O-PTM Biomarkers

 

Discovery of novel cancer serum biomarkers based on aberrant post-translational modifications of O-glycoproteins, O-PTM-Biomarkers, and their application to early detection of cancer

Cancer is a leading cause of death in developed countries, including Europe with one in three people being affected.

Early detection accomplished through an efficient screening program remains the most promising approach to improve the long-term survival of cancer patients.

Therefore there is a pressing need for the development of biomarkers, which detect the early changes that lead to overt malignancy, particularly for cancers where clinical symptoms only appear when the cancer has progressed, and patients have poor survival (eg. ovarian, pancreatic, and lung cancer). This project addresses this problem.

Our proposal combines two unique features:

i) large serum collections having the potential for evaluation of diagnostic serum biomarkers, with high statistical power, and

ii) a unique approach involving both highly specific immuno-detection of cancer-associated Post-Translationally Modified (PTM) glycoproteins in serum and detection of immunity to these.
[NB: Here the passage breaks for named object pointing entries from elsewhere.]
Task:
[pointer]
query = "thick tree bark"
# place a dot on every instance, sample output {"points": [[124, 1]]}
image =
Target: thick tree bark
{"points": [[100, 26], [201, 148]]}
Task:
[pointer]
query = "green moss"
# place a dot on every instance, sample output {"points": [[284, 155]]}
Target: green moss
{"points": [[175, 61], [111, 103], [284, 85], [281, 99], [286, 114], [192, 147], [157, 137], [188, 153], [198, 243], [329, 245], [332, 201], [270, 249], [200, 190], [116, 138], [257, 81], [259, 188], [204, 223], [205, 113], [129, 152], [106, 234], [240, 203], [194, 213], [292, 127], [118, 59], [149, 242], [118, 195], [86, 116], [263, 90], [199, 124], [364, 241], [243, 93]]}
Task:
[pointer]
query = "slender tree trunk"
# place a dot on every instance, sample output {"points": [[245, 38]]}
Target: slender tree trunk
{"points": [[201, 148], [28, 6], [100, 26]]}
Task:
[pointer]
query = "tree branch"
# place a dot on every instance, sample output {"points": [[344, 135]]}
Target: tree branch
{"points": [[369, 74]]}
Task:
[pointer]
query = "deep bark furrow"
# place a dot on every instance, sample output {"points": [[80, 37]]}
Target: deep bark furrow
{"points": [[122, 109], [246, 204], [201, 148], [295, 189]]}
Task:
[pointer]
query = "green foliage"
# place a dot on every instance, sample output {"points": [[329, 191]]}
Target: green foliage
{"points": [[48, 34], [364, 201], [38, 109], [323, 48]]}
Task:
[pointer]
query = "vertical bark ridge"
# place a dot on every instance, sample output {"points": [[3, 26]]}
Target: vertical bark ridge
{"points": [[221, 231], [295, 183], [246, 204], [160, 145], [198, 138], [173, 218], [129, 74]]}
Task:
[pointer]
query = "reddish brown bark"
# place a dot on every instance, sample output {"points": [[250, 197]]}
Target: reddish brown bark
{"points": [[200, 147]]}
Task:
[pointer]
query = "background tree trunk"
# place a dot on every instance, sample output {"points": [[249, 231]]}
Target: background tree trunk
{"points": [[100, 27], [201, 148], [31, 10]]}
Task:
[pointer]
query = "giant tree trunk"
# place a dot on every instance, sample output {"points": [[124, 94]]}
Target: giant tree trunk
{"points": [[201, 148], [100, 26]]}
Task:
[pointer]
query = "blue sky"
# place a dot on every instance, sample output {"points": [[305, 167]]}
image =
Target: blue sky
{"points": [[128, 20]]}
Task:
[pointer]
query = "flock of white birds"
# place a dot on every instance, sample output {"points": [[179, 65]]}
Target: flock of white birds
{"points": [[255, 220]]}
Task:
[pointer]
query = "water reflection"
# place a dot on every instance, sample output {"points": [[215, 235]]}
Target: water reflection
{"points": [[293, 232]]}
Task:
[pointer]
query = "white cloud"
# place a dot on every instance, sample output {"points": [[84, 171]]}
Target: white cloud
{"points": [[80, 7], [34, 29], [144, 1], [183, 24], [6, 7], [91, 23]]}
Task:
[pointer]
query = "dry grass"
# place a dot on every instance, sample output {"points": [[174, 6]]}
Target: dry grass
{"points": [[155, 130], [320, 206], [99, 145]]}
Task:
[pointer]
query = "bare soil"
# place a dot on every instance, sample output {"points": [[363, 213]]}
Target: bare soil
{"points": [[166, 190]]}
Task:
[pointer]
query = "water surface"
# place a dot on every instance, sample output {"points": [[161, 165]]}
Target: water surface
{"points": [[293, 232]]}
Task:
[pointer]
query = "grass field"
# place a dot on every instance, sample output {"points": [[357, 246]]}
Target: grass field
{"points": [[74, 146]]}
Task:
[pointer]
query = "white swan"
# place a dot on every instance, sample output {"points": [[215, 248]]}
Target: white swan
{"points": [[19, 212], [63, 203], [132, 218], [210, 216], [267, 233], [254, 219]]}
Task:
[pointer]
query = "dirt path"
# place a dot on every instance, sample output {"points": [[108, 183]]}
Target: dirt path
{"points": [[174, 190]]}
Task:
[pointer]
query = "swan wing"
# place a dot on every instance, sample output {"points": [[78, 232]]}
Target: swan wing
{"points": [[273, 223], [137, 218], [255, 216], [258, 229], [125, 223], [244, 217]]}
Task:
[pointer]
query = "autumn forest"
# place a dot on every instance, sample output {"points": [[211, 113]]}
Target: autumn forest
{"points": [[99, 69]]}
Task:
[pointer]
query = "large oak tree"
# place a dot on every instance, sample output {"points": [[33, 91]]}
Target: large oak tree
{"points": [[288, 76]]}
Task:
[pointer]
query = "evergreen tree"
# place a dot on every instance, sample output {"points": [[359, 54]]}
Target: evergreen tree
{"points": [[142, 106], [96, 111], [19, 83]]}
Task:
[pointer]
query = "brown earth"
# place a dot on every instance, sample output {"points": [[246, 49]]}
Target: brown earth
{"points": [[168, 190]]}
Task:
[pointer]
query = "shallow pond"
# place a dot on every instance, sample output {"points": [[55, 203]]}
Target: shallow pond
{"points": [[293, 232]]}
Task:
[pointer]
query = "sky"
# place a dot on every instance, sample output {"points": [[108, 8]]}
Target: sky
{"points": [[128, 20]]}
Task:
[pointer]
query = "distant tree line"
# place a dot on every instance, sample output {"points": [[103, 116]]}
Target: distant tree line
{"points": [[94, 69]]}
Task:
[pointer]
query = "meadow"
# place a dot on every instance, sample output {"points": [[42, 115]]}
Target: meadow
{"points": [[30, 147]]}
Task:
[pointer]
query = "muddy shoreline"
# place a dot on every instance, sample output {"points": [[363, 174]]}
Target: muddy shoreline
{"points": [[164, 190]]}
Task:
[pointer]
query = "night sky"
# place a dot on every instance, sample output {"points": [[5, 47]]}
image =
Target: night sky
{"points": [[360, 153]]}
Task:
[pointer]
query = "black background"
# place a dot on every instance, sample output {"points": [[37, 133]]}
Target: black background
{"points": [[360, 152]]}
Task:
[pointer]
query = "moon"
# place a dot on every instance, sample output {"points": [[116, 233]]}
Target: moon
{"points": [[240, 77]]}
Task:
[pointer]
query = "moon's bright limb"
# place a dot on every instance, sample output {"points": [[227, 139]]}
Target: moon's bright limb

Our approach to identifying diagnostic biomarkers, useful for early detection of cancer, is based on distinct cancer-associated changes in one of the most abundant post-translational modification of proteins namely O-glycosylation (O-PTM). Carcinomas characteristically express poorly O-glycosylated glycoproteins, including membrane mucins such as MUC1 and MUC16. These glycoproteins are released into serum and are the targets of the current biomarker assays CA15-3 and CA125. The composition and density of attached O-glycans on glycoproteins are changed in carcinomas, and we have developed strategies to screen and selectively immuno-probe these changes in a protein and O-glycan specific manner. We have demonstrated that composite cancer-associated glycopeptide epitopes (often repeated) appear which are specific for both the core protein and the novel glycan.

 

These novel epitopes distinguish the cancer glycoprotein from the normal counterpart and induce auto-antibodies which represent potential biomarkers as well as the actual cancer glycoprotein which can be shed into serum.

The main objectives of this project are therefore:-

 

  • To identify evaluate and validate an O-PTM auto-antibody signature as an early diagnostic biomarker for breast ovarian, pancreatic and lung cancers using two unique serum banks and novel microarray technology.

 

  • To develop and validate ELISA-type assays for cancer specific glycoforms of    MUC1 and MUC16 for A. patient management B. screening for the above cancers

 

These objectives relate directly to the call in that they:

  • Translate the data on the molecular genetics and molecular pathology of O-PTM in cancer, which Participants in this Consortium have accumulated, into developing an evidence-based strategy to identify early diagnostic biomarkers for cancer.

 

  • Use exclusively patients’ serum from unique banks with predictive power.

 

  • Utilize a unique glycopeptide micro-array technology where the synthesis of the glycopeptides is accomplished in vitro using recombinant glycosyl-transferases (oncogenomics)

 

  • Validate the biomarkers in the Clinical Laboratory

We have established milestones described in B1.3 that will allow the progress of the project and achievement of the objectives to be efficiently monitored.